Schlimme Kriegszeiten in Schüttorf
Nach Dr. Edel erlebte Elisabeth Egbrinkhoff also noch als alleinstehende Witwe die Anfänge des Siebenjährigen Krieges. Diese Kriegszeiten waren für alle Schüttorfer nicht leicht, insbesondere nicht für alleinstehende Frauen. Französische Husaren machten als Marodeure die Gegend unsicher. Raub und Erpressung waren an der Tagesordnung.
Besonders schlimm traf es Schüttorf im Februar 1758, als französische Truppen sich aus Ostfriesland zurückziehen mussten. Eine ganze Armee zog damals durch die Obergrafschaft. Die Soldaten haben bei den Bürgern und Bauern „entsetzlich gehauset“. Insbesondere Soldaten, die sich von der Truppe entfernten, marodierten die Landstriche, brandschatzten und töteten viele Bewohner.
So berichteten Chroniken, dass am 17. April 1761 der Bauer Wegkamp von Soldaten niedergeschlagen und ihm sein Geld, aber auch Gold und Silber geraubt wurde. Änliches widerfuhr auch dem Schüttorfer Bürgermeister te Gempt, der auch ausgeraubt wurde. Am gleichen Tag wurden die Frau und die beiden Schwestern vom Vogt Kock auf der Lilienstraße brutal zusammengeschlagen.

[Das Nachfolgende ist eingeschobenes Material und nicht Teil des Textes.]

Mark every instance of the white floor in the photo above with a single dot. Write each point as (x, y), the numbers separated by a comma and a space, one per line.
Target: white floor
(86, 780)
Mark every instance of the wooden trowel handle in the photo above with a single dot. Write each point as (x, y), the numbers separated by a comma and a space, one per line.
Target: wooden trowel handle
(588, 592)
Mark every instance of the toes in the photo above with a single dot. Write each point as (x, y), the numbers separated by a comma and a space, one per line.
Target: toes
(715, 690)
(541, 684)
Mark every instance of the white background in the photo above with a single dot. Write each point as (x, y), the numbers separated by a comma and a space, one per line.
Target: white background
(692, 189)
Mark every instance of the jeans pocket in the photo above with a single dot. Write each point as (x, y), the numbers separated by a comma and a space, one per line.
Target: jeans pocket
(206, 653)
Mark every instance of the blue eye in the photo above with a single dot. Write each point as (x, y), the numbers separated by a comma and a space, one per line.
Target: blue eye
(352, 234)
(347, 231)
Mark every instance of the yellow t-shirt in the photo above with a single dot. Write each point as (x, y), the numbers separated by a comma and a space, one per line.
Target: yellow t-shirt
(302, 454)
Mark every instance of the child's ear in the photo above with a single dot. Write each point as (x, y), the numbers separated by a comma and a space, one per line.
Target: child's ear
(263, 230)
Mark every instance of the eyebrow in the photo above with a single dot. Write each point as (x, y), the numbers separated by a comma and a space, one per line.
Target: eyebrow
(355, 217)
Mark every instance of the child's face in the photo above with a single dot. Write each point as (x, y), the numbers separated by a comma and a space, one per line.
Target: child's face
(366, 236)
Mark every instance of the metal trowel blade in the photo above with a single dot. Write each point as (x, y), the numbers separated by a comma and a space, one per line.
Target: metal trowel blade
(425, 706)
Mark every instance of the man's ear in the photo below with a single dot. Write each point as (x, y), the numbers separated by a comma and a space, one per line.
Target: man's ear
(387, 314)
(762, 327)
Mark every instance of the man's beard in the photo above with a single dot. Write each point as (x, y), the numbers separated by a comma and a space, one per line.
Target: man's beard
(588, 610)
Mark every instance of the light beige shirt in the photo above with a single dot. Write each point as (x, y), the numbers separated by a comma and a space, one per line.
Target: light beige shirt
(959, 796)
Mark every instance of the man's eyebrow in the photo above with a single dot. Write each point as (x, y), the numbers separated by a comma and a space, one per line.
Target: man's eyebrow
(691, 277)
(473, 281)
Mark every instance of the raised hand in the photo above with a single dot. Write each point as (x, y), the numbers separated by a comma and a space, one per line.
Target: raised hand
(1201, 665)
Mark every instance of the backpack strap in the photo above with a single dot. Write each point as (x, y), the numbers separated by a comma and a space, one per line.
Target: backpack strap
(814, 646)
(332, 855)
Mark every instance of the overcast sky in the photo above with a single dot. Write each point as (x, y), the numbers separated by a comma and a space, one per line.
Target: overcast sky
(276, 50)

Das Geheimnis mit ins Grab genommen
Aus Angst vor Plünderungen oder Erpressungen vergruben damals viele Bürger ihre Wertsachen und vor allem ihr Geld, damit die Marodeure es nicht finden. So auch wohl die Witwe Elisabeth. Dr. Edel schrieb darüber: „Wir sehen die Witwe Egbrinkhoff vor uns, wie sie im Stübchen ihr ererbtes Vermögen sorgsam in den bronzenen Grapen verpackt, mit einer Strickjacke zudeckt, eine Bohle aus dem Fußboden hochhebt, eine Vertiefung in dem darunter liegenden Erdreich aushebt und den Grapen hineinsenkt, dann das Ganze wieder mit Erde zudeckt und die Fußbodenbretter wieder fest vernagelt.“ So war das Vermögen der Witwe Elisabeth erst einmal in Sicherheit. Pech nur, dass sie kurz darauf verstarb, ohne jemanden mitzuteilen, dass sie dort etwas vergraben hatte.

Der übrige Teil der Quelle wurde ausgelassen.